I'm very new to R community and could really use some help. I have this column contains unique values of:
corn
good corn
bad corn
corn fine
Now, I want to find out how many rows contain %corn% including the ones with space.
I tried many options but to no avail:
nrow(subset(df, col_name == '\\bcorn\\b'))
and
nrow(subset(subset(df, col_name == '\\<corn\\>'))
They all return zero.
This code right here return only 1; which is the first row
nrow((subset(subset(df, col_name == 'corn'))
How can I make it return the number of all that contains 'corn' including space? Please let me know if I can provide more information. Thanks
FJCC
June 9, 2022, 5:57pm
2
Here are two methods. One uses the grepl function from base R and the other uses a function from the stringr package.
DF <- data.frame(Things = c("corn", "barn", "good corn",
"yellow", "corn bad"))
DF
Things
1 corn
2 barn
3 good corn
4 yellow
5 corn bad
#method 1
sum(grepl("corn", DF$Things))
[1] 3
#method2
library(stringr)
sum(str_detect(DF$Things, "corn"))
[1] 3
Thank you so much. You're my life saver. I have been not able to sleep for 2 days.
Although, I would like to add that the second method doesn't work for me (I've installed and loaded stingr). Is there any limitation on how to use it?
And also, can we make a table for future use out of the output?
example:
sum(grepl("corn", DF$Things))
sum(grepl("barn",DF$Things
will return:
corn 3
barn 1
Thank you.
FJCC
June 9, 2022, 6:49pm
5
You can make a named vector of results like this.
Words <- c("corn", "barn")
Results <- sapply(Words, function(x) sum(grepl(x, DF$Things)))
Results
corn barn
3 1
I can't say why the stringr version of my code is not working for you. Can you make a small example of it not working, similar to what I put in my first post?
Is there any way I can make it as a new table for future reference for plotting? I want to be able to define x and y axis from the table.
The second method only shows '' as a result. I did exactly like you wrote there
sum(str_detect(DF$Things, "corn"))
[1] <NA>
I honestly have no idea why
FJCC
June 10, 2022, 5:23am
7
The str_detect version is returning NA because one of the values in the Things column is NA. The grepl function seems to ignore NA values. If you set the na.rm argument of sum() to TRUE, you will get the desired result.
DF <- data.frame(Things = c("corn", "barn", "good corn",
NA, "corn bad"))
sum(grepl("corn", DF$Things))
[1] 3
sum(stringr::str_detect(DF$Things, "corn"))
[1] NA
sum(stringr::str_detect(DF$Things, "corn"), na.rm = TRUE)
[1] 3
To make a data frame of the counts, you culd use the data.frame function, though there is no reason you cannot store the vector that the original code produced.
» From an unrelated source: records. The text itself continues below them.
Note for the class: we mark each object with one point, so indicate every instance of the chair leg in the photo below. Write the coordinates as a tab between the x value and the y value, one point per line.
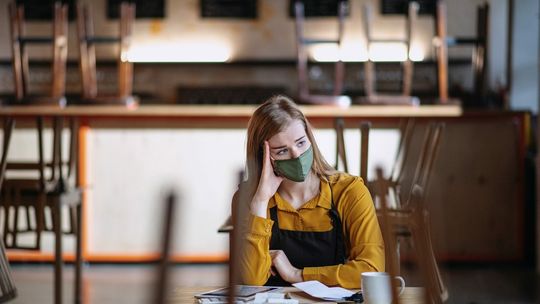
58	261
78	252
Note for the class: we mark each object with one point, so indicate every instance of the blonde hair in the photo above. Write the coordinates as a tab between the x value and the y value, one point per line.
270	118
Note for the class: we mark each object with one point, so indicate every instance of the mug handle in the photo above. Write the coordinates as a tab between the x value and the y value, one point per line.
402	281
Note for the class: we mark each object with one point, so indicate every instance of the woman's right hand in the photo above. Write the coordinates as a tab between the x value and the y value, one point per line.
268	185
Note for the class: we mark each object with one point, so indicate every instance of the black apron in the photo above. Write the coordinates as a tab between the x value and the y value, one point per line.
308	248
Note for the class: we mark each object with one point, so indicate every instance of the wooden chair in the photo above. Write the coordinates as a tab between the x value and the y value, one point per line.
341	154
8	291
87	56
443	42
302	42
409	217
372	97
163	274
55	187
19	46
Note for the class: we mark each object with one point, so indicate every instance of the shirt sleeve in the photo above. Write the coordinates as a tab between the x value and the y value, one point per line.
255	260
255	257
363	234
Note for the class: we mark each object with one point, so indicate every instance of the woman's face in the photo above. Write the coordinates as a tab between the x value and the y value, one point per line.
290	143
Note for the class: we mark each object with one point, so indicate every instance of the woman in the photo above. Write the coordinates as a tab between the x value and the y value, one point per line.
305	221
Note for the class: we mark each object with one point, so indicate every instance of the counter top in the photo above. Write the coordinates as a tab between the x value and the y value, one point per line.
225	111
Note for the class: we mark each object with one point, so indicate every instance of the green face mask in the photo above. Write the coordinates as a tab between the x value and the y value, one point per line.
295	169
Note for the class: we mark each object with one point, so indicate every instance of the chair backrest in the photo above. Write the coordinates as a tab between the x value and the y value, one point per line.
436	291
380	190
406	129
87	54
19	45
364	149
302	53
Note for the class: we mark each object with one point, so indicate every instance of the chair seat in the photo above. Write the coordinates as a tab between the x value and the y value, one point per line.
330	100
389	100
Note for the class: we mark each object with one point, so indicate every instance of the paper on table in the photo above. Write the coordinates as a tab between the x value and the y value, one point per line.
319	290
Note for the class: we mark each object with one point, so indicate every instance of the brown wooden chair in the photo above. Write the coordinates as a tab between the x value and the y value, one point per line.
341	154
409	218
302	43
87	56
372	97
8	290
163	273
442	42
19	46
45	188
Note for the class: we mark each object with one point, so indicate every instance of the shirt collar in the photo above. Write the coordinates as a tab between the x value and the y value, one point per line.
322	200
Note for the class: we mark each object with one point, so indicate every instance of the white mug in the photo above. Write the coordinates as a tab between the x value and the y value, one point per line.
377	288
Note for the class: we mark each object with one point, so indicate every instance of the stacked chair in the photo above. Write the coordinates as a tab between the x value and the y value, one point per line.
36	193
87	56
442	42
302	43
400	199
372	96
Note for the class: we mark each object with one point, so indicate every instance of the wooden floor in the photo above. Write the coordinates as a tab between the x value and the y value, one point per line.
132	284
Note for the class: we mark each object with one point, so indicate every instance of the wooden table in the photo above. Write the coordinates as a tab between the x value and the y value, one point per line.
181	295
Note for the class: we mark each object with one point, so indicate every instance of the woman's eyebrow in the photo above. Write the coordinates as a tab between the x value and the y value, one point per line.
281	147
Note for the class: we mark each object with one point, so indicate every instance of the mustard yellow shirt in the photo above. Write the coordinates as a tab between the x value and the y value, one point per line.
362	235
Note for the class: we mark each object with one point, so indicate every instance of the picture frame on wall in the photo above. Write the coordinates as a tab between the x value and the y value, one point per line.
400	7
37	10
319	8
235	9
144	9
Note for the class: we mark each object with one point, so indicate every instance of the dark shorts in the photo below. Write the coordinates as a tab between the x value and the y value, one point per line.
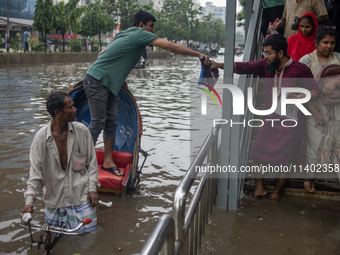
103	106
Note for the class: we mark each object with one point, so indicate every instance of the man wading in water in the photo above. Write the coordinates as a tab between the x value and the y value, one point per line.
62	157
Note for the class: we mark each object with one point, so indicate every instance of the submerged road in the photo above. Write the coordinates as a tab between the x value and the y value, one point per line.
162	92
Words <- c("corn", "barn")
Results <- sapply(Words, function(x) sum(grepl(x, DF$Things)))
Results <- data.frame(Words, Results)
Results
Words Results
corn corn 3
barn barn 1
Wow, thanks!!! I do have NA values in my dataset, sorry I didn't mention it in the first place.
I have made a data frame of the counts but unfortunately, when plotting, R doesn't recognize it as data frame.
Here's how I plot:
ggplot(data = Results) %>%
geom_bar(mapping = aes(x = Words, y = Results))
It returns:
Error in `fortify()`:
! `data` must be a data frame, or other object coercible by `fortify()`, not an S3 object with class gg/ggplot.
I'm sure it's data frame by now but I wonder why R doesn't recognize it
[1] "data.frame"
Tried inspecting structure and all, I'm positive it's data frame
FJCC
June 10, 2022, 6:42am
11
Please post the output of
dput(Results)
If Results is large enough to make that unwieldy, you can post the output of
dput(head(Results, 20))
I would also change the name of the y column so it doesn't match the data frame name. That shouldn't be a problem but it strikes me as dangerous, though I did it myself.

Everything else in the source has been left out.